Star power can cover for this to a degree, though it’s much less of a novelty to have Witherspoon on TV now than it was when Big Little Lies debuted. This is Aniston’s first series since Friends, and a meaty dramatic showcase role at that. Alex spends much of the three episodes I’ve seen struggling to keep it together in the wake of Mitch’s firing and the threat it poses to both the show and her own career. She is anxious, physically and mentally exhausted — maybe the most effective thing that Leder and the actors get across is the simple toll of getting up early enough every day to work on a morning news program — and unsure of what to do and whom to trust. Aniston’s done fine dramatic work before in films like The Good Girl, but what’s notable here is how effectively she’s able to deploy some of that classic Rachel Green emotional messiness in a more dramatic context.
Among the many narrative problems, though, is that Ehrin chooses to begin the story with Mitch being fired. It’s a way to get to the actual story of the show more quickly — and even with that, Alex and Bradley don’t start working together until the third episode. But it means that the sense of loss Alex is struggling with seems largely abstract. We’re meant to feel it because of course Aniston and Carell would be a lot of fun together. But the value of their partnership doesn’t comes across any better than the value of the show-within-the-show itself.
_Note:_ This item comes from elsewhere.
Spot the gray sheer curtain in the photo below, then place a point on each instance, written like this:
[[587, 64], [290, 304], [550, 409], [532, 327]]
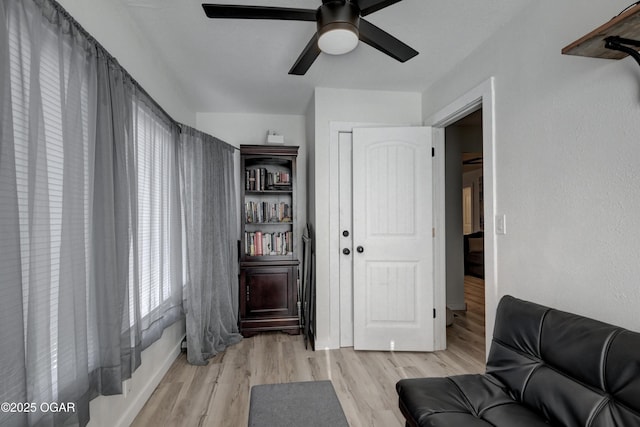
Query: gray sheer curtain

Ehrin was reportedly brought in when the Matt Lauer scandal at NBC made everyone realize that this series would have to incorporate a #MeToo element. But Carell’s scenes play as obligatory — something the real-life Morning Show doesn’t want to deal with any more than people who work on the fictional one.
Witherspoon is effective playing to the flintier end of her range — when a producer tells Bradley to be more agreeable, she snaps back, “I am fuckin’ agreeable!” — though Bradley as a character is a muddle. She catches the network’s attention through a viral video where she lectures an ignorant bro at a coal mine protest, and it’s meant to be a big deal that no one can nail her down politically, even though everyone assumes she’s a conservative airhead fit for the “Eagle News audience.” But her ideology never comes across clearly, nor does any motivation beyond basic survival — which has already been presented as Alex’s deal.
Things perk up a bit in the third episode, when Bradley is finally working alongside the other characters. Witherspoon played Rachel’s younger sister in a few times on Friends, and she and Aniston still spark nicely off each other all these years later. But even at that stage of things, the central storylines are less compelling than what’s happening in the margins, like a glimpse of how Hannah is able to steal an important guest from a Morning Show rival.
Early in the second episode, Cory asks Bradley to tell him about herself. Self-deprecating, she suggests her story is similar to many others, but after she goes into the details, Cory smiles and replies, “Actually, I don’t think that’s the same as a lot of stories at all.”
The problem with The Morning Show — and with Apple TV+ as an endeavor at this early stage — is the opposite. It may think its stories are different than everyone else’s, but they aren’t. Nor are they told well enough to make up for that. The show, and the service, don’t need to exist, and thus far aren’t justifying that existence.